Friday, August 12, 2016

Breaking the Hoop

12th August 2016

I got into some really interesting research this week for the last in my Veil Of Time series, because I have been imagining what the USA would look like if the pale invaders had never come and instead stayed in Spain and England or any of those empire builders.

According to the few Native Americans that are left (a staggering 1% of the original population) the effect of the pale invasion was to break the Sacred Hoop, a metaphor for the life of man, beasts, nature, all in balance. A circle happens when outer and inner forces are held in perfect balance. When you look at the world the white man has forged, you have to conclude it is wildly out of balance. You have all the outer force pushing down and nothing inward to resist, which is why we live in the days of the imminent implosion.
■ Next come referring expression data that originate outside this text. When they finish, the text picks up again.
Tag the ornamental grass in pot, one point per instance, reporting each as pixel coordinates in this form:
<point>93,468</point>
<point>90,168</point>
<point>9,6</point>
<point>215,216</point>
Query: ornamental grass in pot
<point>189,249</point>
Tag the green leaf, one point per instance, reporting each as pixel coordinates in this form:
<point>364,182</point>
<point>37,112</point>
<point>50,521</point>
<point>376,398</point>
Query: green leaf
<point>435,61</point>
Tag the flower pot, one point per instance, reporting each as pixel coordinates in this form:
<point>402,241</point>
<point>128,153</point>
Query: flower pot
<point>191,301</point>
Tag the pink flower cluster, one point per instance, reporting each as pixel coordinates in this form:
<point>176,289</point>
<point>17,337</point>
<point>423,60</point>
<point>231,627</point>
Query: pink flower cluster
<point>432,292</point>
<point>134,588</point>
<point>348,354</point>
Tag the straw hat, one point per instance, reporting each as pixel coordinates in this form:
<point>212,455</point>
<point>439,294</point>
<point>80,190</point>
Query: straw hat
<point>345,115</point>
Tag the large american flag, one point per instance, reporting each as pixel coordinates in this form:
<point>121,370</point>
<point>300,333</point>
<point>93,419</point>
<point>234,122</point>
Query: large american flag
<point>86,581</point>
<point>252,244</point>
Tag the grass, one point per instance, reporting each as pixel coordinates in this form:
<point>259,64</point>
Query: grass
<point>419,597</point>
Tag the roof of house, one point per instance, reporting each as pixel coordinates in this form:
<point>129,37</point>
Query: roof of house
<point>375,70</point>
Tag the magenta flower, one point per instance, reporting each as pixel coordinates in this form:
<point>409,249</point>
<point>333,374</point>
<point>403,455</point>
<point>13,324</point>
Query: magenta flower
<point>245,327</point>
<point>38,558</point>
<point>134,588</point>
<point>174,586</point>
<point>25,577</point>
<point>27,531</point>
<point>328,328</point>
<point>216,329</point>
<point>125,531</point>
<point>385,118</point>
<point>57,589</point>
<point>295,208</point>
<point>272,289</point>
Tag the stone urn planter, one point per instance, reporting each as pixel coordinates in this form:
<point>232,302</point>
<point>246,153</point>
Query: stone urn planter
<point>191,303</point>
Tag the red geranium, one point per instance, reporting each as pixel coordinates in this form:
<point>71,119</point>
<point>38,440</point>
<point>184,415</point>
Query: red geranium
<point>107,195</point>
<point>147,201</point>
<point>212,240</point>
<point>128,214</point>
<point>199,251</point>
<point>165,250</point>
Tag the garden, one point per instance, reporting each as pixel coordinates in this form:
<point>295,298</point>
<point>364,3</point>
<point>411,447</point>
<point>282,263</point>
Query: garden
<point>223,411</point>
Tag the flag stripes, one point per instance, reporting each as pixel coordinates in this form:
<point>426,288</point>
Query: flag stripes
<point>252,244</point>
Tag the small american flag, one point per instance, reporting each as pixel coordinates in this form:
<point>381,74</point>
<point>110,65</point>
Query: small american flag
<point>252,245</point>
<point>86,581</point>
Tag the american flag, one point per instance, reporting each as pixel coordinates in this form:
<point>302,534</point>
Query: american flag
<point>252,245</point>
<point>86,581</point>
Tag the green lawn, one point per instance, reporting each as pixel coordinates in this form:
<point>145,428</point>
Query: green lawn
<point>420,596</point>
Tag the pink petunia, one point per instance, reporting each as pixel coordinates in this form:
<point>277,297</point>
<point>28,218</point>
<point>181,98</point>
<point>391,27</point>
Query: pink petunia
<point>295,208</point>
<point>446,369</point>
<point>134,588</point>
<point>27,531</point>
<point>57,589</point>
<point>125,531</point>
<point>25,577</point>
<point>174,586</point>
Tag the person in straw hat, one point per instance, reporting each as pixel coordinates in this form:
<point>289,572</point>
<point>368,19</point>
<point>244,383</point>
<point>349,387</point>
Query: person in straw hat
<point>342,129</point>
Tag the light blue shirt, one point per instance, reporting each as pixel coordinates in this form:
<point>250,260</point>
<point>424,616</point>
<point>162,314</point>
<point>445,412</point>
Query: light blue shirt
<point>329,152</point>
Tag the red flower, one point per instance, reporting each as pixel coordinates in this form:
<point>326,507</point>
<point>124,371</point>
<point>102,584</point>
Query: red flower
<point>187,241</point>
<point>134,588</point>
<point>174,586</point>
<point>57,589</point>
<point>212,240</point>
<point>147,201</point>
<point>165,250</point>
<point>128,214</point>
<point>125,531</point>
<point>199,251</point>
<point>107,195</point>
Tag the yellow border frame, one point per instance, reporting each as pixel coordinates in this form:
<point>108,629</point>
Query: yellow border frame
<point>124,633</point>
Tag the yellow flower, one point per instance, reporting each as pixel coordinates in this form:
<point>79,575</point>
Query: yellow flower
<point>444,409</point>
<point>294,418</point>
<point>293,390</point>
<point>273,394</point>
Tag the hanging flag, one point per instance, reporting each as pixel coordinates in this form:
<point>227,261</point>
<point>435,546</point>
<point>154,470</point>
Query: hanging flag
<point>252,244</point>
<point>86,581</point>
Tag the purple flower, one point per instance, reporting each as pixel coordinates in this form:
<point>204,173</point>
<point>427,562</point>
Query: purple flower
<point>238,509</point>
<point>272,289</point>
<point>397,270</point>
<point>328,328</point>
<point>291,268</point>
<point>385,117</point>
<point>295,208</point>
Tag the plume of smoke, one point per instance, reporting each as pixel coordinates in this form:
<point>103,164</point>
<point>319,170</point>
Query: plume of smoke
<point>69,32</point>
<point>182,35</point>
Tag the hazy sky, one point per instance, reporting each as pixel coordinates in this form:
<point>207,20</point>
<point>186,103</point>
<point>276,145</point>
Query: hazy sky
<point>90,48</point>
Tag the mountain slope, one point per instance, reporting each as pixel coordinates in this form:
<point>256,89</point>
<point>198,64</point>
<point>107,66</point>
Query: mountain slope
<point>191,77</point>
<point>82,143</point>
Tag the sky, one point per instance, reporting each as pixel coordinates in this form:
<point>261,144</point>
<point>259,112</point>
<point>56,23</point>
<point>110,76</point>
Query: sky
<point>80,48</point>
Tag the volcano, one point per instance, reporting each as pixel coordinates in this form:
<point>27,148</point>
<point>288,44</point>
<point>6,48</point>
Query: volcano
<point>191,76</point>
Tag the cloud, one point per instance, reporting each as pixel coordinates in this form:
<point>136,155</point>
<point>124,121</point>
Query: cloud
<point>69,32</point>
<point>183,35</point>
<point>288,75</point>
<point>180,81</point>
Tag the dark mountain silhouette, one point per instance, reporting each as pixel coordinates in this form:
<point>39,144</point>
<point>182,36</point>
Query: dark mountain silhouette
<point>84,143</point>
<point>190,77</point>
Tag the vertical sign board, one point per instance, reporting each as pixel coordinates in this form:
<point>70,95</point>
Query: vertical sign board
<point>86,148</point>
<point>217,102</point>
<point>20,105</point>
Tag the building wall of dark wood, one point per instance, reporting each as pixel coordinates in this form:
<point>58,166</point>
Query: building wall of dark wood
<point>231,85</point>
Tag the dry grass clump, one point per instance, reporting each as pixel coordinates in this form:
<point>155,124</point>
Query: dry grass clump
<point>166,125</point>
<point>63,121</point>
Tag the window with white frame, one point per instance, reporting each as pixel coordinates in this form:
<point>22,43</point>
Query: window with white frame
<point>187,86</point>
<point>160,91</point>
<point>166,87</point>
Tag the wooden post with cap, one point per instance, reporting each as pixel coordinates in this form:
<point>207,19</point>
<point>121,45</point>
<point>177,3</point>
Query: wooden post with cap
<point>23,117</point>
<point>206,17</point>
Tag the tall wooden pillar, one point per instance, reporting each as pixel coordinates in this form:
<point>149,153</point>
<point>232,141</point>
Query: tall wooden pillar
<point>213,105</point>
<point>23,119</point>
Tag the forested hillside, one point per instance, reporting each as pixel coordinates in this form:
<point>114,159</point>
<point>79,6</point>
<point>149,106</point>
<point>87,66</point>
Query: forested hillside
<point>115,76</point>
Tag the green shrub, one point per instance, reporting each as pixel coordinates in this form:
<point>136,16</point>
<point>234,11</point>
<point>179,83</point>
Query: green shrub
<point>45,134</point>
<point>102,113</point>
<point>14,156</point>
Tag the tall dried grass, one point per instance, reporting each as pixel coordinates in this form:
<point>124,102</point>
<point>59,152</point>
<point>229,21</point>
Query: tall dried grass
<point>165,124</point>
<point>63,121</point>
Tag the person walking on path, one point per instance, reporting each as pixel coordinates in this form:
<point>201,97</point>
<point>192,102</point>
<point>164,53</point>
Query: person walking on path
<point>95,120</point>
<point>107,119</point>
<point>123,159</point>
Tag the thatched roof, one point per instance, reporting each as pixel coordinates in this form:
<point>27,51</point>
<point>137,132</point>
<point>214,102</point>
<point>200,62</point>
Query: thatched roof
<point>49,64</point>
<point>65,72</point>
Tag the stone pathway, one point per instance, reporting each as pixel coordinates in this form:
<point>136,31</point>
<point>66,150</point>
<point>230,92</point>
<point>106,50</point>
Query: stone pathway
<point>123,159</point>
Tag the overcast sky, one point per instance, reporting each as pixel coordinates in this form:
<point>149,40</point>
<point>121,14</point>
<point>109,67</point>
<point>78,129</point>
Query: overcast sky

Here's a fact: until the Romans came, native British houses were round. In my book series, dealing with both an historical Scottish past and a projected alternate future, all the houses are round. Think, Tipi.

In Scotland, the church is called the Kirk, which means circle, because the Christians would chase out the pagans and build their own churches within old pagan circles. It was a mark of a psychological shift that the monks brought in rectangular meeting houses. The circle that you see in Celtic Crosses: actually a pagan symbol of wholeness trying to break back in. The circle is one of those archetypes in thought that Jung liked to paint on the inner walls of his circular tower. Native Americans used to say that everything is trying to become round (and they didn't even know that those tiny sparks of light in the night sky were actually spherical planets and stars.) Nature is round and man is square, so goes the idiom.  It is worth noting that woman, the curvy one, is less so.
May the circle be unbroken...because it is in the round that we are at our most whole.